確かにあの時のフレイムランスの意味が分からないな? あれが無ければ俺達は敵の存在に気付くことも無かったっていうのに……。
「困惑する妾たちを見て哂っておった……? しかしかなり狡猾に思える此奴らが、遊びで危険を冒すとは考え難いのじゃ。きっと何か理由があるはず……」
「俺達の戦力を確認したかった? もしくは前方に注意を向けさせて、既に周囲されつつあることから意識を逸らした? ……ダメだ。分かんないや」
「……もしかしたらだけど、私たちを追い返そうとしたんじゃないかな?」
仕合わせの暴君メンバーが狒々たちの不可解な行動に頭を悩ませていると、狒々の死体をミスリル製のナイフで掻っ捌いて内部を検分しているキュールが自信なさげに呟いた。
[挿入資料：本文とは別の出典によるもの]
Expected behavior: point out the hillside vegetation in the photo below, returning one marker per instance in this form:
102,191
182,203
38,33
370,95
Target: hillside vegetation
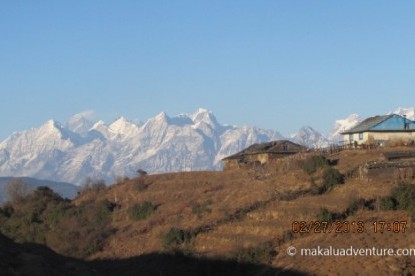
235,217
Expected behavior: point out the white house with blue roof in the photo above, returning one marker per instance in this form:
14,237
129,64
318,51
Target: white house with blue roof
380,129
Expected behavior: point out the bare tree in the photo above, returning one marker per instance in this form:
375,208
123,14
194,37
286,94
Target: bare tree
17,189
93,184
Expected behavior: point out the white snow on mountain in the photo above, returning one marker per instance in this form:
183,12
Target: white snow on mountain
85,148
81,123
309,137
408,112
342,125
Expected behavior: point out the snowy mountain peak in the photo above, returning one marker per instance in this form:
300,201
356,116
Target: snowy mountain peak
123,127
51,126
80,123
162,117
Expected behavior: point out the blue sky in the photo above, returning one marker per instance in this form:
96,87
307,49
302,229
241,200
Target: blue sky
274,64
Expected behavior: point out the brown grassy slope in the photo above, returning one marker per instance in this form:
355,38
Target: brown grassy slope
247,210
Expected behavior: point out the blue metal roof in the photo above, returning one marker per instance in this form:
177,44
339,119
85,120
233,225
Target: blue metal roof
391,122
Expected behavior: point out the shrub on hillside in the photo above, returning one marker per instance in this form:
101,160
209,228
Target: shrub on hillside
402,197
17,189
325,215
313,163
142,211
90,184
200,209
254,255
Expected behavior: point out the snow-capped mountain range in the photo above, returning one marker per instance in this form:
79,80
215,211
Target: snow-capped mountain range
85,148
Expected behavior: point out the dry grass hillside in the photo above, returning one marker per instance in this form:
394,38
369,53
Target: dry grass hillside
240,216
ってかいつのまに解剖なんてしてたんだっ!? 躊躇無いね!?
しかしキュールは突然の解剖にビックリする俺を無視して、ガブリエッタさんとルーロさんに確認口調で話しかける。
「ここにはお2人の転移で案内されたから正確な位置は分からないんだけど、この近くに人は住んでいないのかな?」
「あ、はい……。ここはエルドパスタムやフォアーク神殿よりもグルトヴェーダに食い込んだ場所なので、当然街もありませんし、周囲に人が住んでいた形跡は全くありませんでした」
「旧本部施設の場所など、ダンさんからの調査依頼が無ければ誰も知りませんでしたからね。教会の関係者も一切近付いていなかったはずです」
「なら恐らく、この子たちは人を見たことがなかったんじゃないかな? だけど自分たちの住処、縄張りを守ろうとして教会兵たちを退けたんだと思う」
む……。教会兵の人たちが問答無用で掃討作戦をしたとも思えないんだけど……。
いやでも狒々たちからしたら未知の生物が集団で自分たちの住処に近付いてきた事になるのだから、一方的に迎撃態勢を取っても不思議ではないのか……?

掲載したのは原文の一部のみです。